Freud, ruhsal sarsıntılara yol açan nedenleri; bilinç düzleminde kesitten kesite çözümlemek yerine, görmezlikten gelmenin… ruh sağlığının yollarına saatli bombalar yerleştirmekle eş anlamlı olduğunu hatırlatır gerçekten kaçanlara!

Çoğu insan dünyayı, kendi bulunduğu yerden “kendi” gibi görür!

Kah bir izbe dehlizin aralığından, kah mavi enginliklere kanat çırpan Anka kuşunun kanatları arasından dünyayı bilgece gözlemler…

Kimine göre… baskılar karşısında susup güce biat etmek; kendini ve geleceğini korumanın biricik karşılığı olarak değerlendirilir…

Kimileri ise… çevresinde olup bitenlerin ayırdına bile varmadan, bir ayrık otu misali fani ömürlerini tamamlarlar.

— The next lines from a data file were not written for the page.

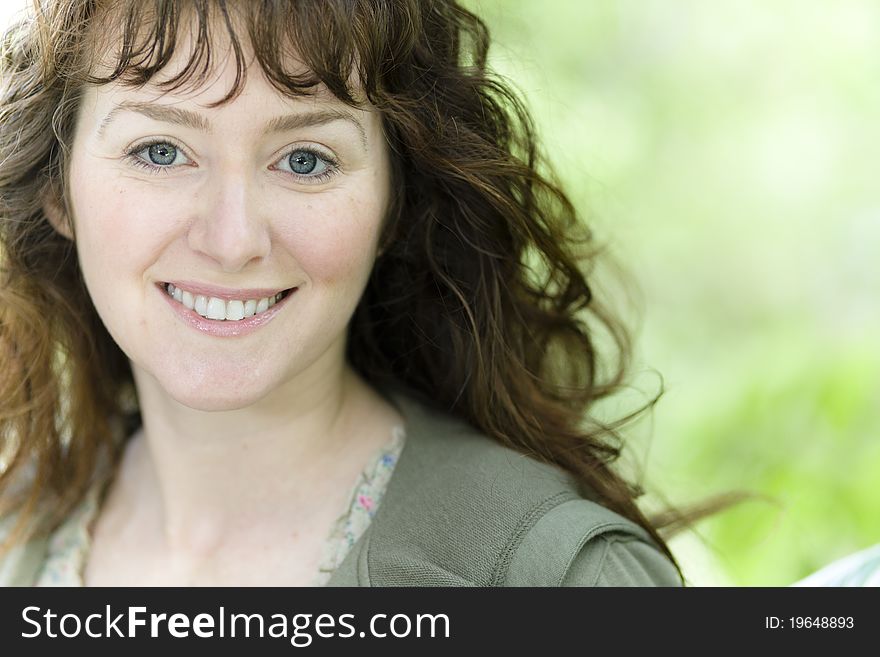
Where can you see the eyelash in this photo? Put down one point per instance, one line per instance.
(331, 163)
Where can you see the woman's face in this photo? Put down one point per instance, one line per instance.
(232, 205)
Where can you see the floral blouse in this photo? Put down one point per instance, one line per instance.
(69, 544)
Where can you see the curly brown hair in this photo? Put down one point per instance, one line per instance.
(479, 300)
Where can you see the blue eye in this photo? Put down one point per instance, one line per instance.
(158, 156)
(308, 164)
(163, 154)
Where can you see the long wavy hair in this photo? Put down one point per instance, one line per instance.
(480, 299)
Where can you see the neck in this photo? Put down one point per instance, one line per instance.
(203, 478)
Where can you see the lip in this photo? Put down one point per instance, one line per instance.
(226, 293)
(218, 327)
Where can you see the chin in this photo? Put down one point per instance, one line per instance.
(230, 396)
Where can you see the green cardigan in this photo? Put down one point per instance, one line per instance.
(462, 510)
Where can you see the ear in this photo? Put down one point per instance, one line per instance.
(54, 210)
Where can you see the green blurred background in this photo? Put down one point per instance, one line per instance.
(727, 152)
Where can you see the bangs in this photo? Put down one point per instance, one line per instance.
(298, 45)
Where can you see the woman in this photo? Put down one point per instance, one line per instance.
(286, 300)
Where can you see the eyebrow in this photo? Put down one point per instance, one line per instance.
(194, 120)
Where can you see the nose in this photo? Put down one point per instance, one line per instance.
(227, 227)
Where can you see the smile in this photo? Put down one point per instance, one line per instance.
(214, 308)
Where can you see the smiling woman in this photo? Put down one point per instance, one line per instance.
(286, 300)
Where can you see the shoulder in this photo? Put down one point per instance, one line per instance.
(20, 563)
(462, 509)
(859, 569)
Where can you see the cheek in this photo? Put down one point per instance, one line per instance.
(336, 238)
(118, 226)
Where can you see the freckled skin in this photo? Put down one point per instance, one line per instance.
(227, 219)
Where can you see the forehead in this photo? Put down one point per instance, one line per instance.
(216, 51)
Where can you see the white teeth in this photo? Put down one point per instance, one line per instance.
(201, 305)
(235, 310)
(218, 309)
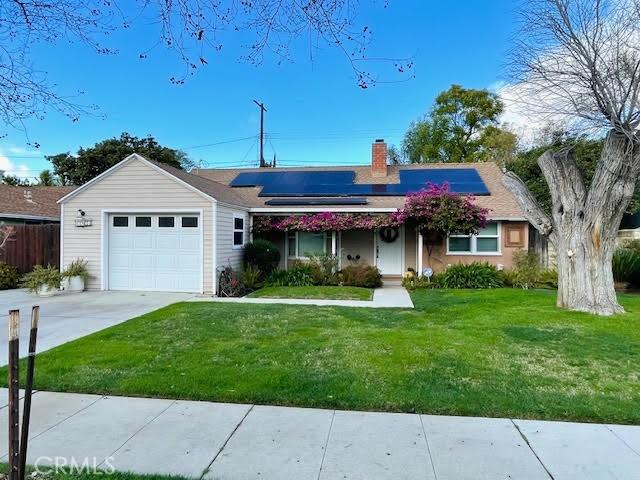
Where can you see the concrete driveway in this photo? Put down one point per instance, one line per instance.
(68, 316)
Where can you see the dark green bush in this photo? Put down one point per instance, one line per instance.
(526, 271)
(325, 269)
(298, 275)
(366, 276)
(9, 277)
(626, 266)
(472, 275)
(262, 255)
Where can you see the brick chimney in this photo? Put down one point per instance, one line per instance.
(379, 158)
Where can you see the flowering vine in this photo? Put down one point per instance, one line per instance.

Oysa, bu umursamaz kaçış, insana yakışmayan, onu aşağılayan bir kabulleniştir. Zira susmak onaylamaya koşut bir davranıştır. Özellikle böylesi akredite olunmuş ortamlarda! Gerçekleri haykırabilmek, mangalda kül bırakmayan, sahte kahramanların yüzüne ayna tutulması gibidir!

Görülen odur ki, artık “mızrak çuvala sığmamaktadır” kimi havuz medyası yazarının dahi, olup bitenler karşısında aforoz edilme pahasına itirazlarını dillendirmesi, doğrusunu isterseniz bana sürecin tarifi noktasında enteresan bir hezeyan gibi geliyor…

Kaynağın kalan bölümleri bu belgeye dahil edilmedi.